A look at Highland’s Navy veterans of World War I
By Roland Harris
for the Highland News Leader
Because of America’s late entry into the war, there were few ship-to-ship encounters with the German fleet. Most of the U.S. Navy’s involvement focused on bringing troops and supplies to European allies and countering the German’s unrestricted U-boat (submarine) attacks on merchant ships.
There were a few local men who served in the Navy during World War I.
Robert H. Ammann, the son of Mrs. Anton Ammann of Highland, and Harry C. Breitenbach, the son of Philip Breitenbach, both had enlisted in the Navy in 1907.
Ammann was just 18 and was assigned to the USS Connecticut for active duty. In April 1907, Rear Admiral Robley D. Evans, commander of the Atlantic Fleet, had made the Connecticut his flagship, and it would be part of President Teddy Roosevelt’s “Great White Fleet,” a force of 16 battleships that departed New York on Dec. 16, 1907 and would sail around world as a way of demonstrating the naval power of the U.S.
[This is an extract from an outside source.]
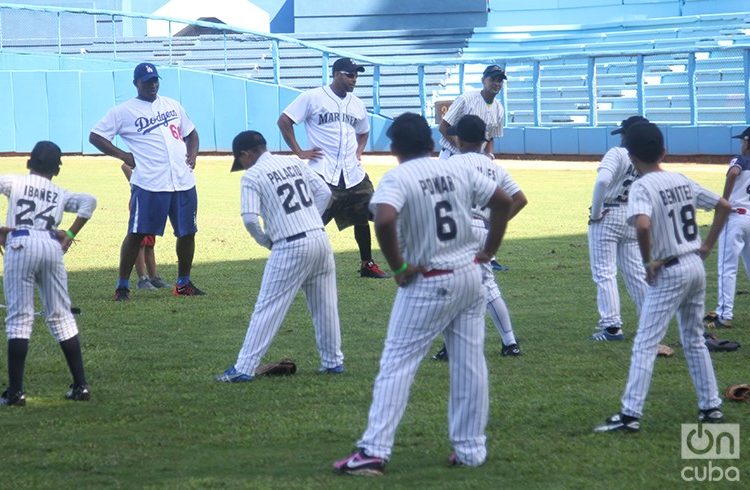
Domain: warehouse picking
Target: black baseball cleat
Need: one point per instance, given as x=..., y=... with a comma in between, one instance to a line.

Ammann re-enlisted on Nov. 22, 1911 and assigned to the USS Dixie, a destroyer tender. By 1914, he was sent to the U.S. Naval Academy at Annapolis, Md. He was discharged in 1915, but re-enlisted and remained on active duty.
By May 6, 1917, Ammann was assigned to the USS Ohio as chief gunner’s mate. The Ohio had been recommissioned on April 24, 1917.